Pascal Hachem at The Mosaic Rooms

17 November 2017

© Copyright 2017 contemporary art society. Ali MacGilp


There are two solo exhibitions in London that you may have overlooked during the Frieze frenzy that are closing soon, Fatma Bucak at Pi Artworks and Pascal Hachem at The Mosaic Rooms. I would urge you to see both.

Both artists reflect poetically on the current political climate in their native countries with visual metaphors, found objects and subverted domestic rituals. Their homelands are, respectively, Turkey and Lebanon, both deeply affected by the ongoing conflict in their shared neighbour Syria. These artists pose questions around the use and abuse of memory for political ends. Although rooted in specific contexts, both exhibitions resonate strongly in what feels to me to be a divided and directionless Britain.

Hachem’s installations meld easily with the elegant spaces of The Mosaic Rooms in Earls Court, a non-profit organisation dedicated to supporting contemporary culture from the Arab world. The object that spoke to me most in the lexicon of everyday tools he has repurposed in this exhibition was the clothes iron. In the main gallery sit two large piles of flour. Embedded in each is a black iron, attached to one another by a metal cord. Facing back-to-back, they take it in turns to plough in opposite directions. When the end of the cord is reached the other takes over. The irons are caught in a Sisyphean, symbiotic relationship: War and Peace, Left and Right; the work’s title is back to square one.

A pair of spoons in another room offers a clue, on the left one is written ‘you always want what the other has’, on the other is a black spot. Flour is of course the main ingredient of bread, the food of life, staple of the Arab diet.  If the flour is representing the people, the iron is the government. The irons move back and forth flattening and displacing the flour but they cannot fully control it. The artist interrogates the daily instability he experiences in Beirut. Since installing the exhibition, the Lebanese prime minister has resigned under unclear circumstances and has yet to be replaced.
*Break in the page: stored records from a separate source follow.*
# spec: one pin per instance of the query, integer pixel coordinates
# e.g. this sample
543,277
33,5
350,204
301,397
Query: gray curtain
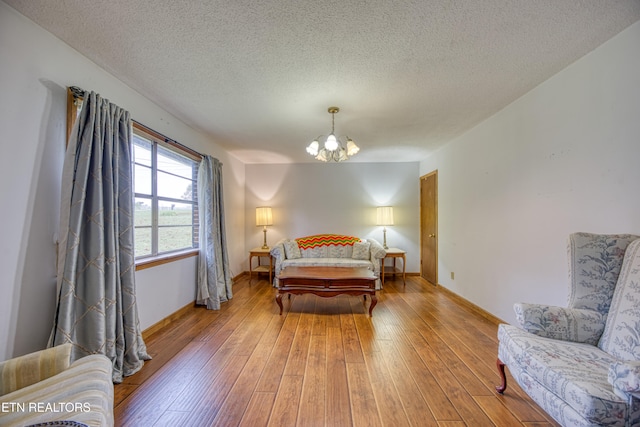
97,309
214,277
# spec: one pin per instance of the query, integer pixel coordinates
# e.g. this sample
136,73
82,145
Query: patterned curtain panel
97,309
214,277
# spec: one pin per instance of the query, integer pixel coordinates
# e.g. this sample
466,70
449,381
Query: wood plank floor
422,360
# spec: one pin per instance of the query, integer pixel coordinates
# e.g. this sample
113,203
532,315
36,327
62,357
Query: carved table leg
502,387
279,300
374,301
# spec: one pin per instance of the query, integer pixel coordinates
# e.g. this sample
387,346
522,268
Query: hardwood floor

Hachem asks how an individual or society remembers its past. In left under, a set of mechanised wire brushes sweep the wall, scratching quietly, revealing concealed layers of paint. I am at once reminded of the contradictory idea of sweeping truths under the carpet and scratching the surface to find the truth beneath, unveiling past crimes. His use of repetitive actions creates a sense of distance and hints at the impossibility of remembering the past in the face of successive events. The body is replaced by a motor and there is a tension between the familiarity of the objects and their uncanny movement.

Exhausted aphorisms floated through my mind; Santayana’s “Those who cannot remember the past are condemned to repeat it”; Einstein’s “Insanity is doing the same thing over and over again, but expecting different results”. Hachem’s works are open-ended and nebulous, as suggested by the exhibition title’s deliberate enactment of forgetting.